Der DDR-Bürgerrechtler, der heute für die Stasi-Landesbeauftragten in Berlin und Potsdam arbeitet, kritisierte zudem die Stasi-Unterlagenbehörde. «Die Behörde ist ein bürokratischer Moloch geworden, in dem sogar Stasi-Leute und Angestellte aus dem DDR-Regierungsapparat mitarbeiten konnten und können, zum Teil in sensiblen Bereichen», sagte er. Als Grund nannte Schult die Arbeit der Behördenleiter. Der frühere Behördenchef Joachim Gauck habe - wie Marianne Birthler heute - 'immer sehr staatsnah agiert, er hat politische statt Bürgerinteressen vertreten», sagte Schult.
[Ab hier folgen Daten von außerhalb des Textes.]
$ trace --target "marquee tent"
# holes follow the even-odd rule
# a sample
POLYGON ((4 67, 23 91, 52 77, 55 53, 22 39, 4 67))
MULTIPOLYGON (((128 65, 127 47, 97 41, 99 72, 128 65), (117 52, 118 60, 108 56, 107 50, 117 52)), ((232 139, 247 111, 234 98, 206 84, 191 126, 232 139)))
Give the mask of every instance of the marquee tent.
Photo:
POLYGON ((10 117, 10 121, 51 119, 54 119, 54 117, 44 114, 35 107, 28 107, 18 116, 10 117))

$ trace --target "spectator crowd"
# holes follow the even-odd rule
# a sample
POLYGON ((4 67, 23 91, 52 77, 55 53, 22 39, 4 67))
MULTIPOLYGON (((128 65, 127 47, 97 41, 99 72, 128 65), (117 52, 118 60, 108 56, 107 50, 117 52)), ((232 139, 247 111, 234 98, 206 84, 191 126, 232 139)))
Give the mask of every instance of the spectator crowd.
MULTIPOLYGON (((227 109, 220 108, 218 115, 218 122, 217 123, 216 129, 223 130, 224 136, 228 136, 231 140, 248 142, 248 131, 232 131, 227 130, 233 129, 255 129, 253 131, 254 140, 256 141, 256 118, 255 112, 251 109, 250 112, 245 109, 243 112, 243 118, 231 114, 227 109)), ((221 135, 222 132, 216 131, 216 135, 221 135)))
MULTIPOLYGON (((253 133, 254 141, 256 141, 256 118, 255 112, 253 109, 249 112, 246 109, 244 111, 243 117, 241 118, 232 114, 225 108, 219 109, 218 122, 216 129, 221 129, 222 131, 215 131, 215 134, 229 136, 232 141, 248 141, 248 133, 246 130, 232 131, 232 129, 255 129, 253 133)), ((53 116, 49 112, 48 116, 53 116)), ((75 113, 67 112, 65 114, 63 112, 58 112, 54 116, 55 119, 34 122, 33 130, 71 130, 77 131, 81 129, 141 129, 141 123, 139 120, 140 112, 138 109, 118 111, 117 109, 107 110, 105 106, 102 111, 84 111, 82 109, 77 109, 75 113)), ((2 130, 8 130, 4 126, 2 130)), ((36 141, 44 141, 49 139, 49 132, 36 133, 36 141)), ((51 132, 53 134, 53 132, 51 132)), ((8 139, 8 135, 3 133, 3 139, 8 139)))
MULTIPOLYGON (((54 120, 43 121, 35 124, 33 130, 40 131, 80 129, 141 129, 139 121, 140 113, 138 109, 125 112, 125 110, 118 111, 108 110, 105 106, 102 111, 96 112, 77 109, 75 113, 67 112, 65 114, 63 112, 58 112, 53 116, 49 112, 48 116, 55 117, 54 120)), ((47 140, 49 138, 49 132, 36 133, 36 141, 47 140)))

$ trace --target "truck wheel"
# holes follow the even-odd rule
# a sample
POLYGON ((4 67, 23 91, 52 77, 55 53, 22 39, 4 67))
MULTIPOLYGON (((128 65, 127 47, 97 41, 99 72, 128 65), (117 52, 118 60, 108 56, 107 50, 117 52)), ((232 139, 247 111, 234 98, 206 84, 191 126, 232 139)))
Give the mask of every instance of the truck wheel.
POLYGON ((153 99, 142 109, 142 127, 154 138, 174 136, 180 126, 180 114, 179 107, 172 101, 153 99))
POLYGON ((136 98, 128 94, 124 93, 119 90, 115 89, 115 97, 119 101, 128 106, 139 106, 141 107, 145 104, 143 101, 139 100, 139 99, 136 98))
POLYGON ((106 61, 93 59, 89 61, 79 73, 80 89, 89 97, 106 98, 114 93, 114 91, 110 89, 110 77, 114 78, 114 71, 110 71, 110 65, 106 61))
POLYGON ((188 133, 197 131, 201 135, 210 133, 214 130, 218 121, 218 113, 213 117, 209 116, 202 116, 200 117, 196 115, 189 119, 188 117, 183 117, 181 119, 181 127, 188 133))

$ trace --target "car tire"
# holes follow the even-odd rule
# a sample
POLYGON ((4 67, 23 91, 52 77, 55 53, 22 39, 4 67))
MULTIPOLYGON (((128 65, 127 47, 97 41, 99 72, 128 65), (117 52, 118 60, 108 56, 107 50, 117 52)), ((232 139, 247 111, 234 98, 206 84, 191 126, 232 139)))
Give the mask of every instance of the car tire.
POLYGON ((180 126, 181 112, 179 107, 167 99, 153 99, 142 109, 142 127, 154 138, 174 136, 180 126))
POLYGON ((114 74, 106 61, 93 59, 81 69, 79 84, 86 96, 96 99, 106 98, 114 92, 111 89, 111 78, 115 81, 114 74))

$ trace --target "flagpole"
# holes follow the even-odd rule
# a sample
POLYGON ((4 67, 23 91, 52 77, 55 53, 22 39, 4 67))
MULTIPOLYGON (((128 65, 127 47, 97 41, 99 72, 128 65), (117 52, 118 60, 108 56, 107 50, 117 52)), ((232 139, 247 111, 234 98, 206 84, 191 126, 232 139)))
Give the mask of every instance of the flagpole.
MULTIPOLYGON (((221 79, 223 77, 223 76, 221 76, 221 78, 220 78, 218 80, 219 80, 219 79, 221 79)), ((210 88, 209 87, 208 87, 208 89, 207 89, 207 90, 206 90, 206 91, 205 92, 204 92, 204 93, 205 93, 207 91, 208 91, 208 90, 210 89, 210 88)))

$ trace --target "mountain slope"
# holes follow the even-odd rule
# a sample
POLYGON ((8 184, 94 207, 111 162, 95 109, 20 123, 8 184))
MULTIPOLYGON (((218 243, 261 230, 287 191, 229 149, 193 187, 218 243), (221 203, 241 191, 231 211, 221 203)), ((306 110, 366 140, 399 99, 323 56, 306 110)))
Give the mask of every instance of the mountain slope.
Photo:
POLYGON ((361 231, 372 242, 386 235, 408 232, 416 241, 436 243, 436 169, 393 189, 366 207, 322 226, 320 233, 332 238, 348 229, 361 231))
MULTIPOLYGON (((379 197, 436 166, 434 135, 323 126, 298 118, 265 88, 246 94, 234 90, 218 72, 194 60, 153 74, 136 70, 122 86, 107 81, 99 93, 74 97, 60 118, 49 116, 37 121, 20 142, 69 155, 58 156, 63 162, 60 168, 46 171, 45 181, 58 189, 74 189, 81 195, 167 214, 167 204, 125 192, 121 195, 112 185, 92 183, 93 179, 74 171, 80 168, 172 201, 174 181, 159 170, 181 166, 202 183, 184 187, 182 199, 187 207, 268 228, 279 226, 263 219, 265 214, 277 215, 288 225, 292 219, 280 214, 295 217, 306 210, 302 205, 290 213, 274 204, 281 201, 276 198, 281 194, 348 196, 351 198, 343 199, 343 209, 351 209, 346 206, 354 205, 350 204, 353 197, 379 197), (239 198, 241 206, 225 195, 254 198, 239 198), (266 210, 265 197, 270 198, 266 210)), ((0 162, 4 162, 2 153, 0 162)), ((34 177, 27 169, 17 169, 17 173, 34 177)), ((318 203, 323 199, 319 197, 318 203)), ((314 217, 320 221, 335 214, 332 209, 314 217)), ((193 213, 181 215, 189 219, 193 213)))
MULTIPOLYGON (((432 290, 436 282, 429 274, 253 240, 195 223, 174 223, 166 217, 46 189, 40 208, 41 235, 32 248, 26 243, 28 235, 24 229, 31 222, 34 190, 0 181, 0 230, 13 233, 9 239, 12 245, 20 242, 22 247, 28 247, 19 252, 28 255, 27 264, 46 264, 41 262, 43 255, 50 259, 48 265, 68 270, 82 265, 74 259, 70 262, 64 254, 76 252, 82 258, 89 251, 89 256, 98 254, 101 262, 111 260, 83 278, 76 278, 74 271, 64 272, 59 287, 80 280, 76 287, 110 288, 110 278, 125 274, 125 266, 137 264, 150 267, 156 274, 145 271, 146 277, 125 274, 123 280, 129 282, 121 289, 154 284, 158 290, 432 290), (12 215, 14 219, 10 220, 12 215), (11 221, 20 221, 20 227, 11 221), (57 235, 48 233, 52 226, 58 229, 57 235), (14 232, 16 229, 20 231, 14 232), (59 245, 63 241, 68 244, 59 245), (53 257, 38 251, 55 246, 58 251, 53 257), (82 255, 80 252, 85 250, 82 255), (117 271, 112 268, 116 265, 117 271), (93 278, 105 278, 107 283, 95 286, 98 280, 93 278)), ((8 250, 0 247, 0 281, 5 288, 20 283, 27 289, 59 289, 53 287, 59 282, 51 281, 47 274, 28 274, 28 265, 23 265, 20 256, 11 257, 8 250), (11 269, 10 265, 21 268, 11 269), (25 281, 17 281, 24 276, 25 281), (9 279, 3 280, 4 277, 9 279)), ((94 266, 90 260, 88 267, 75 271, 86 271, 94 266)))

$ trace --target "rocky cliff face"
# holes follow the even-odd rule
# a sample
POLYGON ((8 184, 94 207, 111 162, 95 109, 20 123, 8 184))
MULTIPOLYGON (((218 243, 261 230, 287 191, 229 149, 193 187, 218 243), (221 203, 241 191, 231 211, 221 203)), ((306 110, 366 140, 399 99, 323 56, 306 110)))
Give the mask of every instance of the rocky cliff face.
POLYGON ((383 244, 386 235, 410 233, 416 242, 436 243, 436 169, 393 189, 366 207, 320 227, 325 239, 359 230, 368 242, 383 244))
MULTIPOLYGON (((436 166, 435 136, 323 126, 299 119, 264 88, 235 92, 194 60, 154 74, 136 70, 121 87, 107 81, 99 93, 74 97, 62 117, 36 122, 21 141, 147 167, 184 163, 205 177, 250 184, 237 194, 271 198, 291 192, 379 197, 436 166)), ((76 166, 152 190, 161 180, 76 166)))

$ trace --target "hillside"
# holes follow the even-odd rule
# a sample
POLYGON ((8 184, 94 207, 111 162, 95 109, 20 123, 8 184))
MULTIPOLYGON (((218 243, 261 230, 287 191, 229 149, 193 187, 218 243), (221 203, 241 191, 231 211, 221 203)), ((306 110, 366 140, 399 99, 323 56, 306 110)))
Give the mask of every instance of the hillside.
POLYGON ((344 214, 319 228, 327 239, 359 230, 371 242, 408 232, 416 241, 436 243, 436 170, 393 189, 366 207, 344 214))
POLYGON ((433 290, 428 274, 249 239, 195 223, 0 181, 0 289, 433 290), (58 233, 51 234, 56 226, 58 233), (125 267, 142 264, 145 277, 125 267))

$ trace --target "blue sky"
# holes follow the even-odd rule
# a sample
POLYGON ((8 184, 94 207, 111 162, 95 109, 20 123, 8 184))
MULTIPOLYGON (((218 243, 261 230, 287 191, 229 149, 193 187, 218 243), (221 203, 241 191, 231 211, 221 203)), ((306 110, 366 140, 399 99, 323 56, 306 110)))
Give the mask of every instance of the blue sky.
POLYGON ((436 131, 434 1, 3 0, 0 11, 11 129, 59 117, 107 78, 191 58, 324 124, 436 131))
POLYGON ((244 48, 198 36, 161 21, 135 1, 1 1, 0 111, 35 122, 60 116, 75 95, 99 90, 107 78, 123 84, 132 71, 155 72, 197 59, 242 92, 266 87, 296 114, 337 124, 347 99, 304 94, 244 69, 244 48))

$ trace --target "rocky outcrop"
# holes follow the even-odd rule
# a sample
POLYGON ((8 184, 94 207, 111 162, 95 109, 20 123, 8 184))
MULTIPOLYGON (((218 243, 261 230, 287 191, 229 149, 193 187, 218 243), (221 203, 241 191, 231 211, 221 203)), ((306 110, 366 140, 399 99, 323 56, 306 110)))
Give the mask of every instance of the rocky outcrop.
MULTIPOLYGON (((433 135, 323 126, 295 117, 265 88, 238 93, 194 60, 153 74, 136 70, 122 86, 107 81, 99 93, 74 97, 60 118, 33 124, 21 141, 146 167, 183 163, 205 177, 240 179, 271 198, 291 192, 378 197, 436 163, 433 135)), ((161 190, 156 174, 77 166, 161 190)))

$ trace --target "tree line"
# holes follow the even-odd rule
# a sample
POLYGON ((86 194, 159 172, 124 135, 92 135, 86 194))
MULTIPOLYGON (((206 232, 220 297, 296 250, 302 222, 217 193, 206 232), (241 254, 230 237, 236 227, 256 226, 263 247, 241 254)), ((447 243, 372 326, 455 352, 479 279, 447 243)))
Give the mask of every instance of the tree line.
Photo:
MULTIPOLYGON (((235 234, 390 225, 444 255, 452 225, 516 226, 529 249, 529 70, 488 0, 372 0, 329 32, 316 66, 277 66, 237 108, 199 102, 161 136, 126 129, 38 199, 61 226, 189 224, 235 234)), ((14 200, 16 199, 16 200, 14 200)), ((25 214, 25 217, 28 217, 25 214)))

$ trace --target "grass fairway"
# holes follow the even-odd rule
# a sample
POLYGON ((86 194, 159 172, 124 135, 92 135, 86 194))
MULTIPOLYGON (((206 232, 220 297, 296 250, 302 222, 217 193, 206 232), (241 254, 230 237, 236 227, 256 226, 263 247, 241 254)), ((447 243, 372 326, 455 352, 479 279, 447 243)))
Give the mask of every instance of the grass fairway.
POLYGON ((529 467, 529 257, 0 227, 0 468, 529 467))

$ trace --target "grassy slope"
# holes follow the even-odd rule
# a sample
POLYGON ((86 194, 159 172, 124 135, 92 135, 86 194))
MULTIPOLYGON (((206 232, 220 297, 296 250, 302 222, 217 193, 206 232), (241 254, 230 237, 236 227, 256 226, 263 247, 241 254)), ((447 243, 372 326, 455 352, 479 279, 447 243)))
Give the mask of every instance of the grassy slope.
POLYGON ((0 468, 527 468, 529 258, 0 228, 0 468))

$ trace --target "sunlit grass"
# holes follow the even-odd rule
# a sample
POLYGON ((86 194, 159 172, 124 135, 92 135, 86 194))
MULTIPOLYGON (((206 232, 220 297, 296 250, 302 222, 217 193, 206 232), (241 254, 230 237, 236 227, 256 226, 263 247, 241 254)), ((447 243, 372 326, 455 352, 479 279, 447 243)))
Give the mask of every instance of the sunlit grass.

Schult kritisierte insbesondere, dass die Stasi-Unterlagenbehörde kaum noch wissenschaftliche Arbeit herausgebe. «Was da in den letzten zwei Jahrzehnten an Forschungsergebnissen veröffentlicht wurde, ist einfach zu wenig für eine Behörde, zu deren Aufgabe es eben auch gehört, Strukturen und Arbeitsweise des DDR-Geheimdienstes zu analysieren.»

Als Beispiel nannte Schult das Handbuch zur Organisationsstruktur des MfS, das 1995 herausgegeben und seitdem nicht mehr aktualisiert wurde.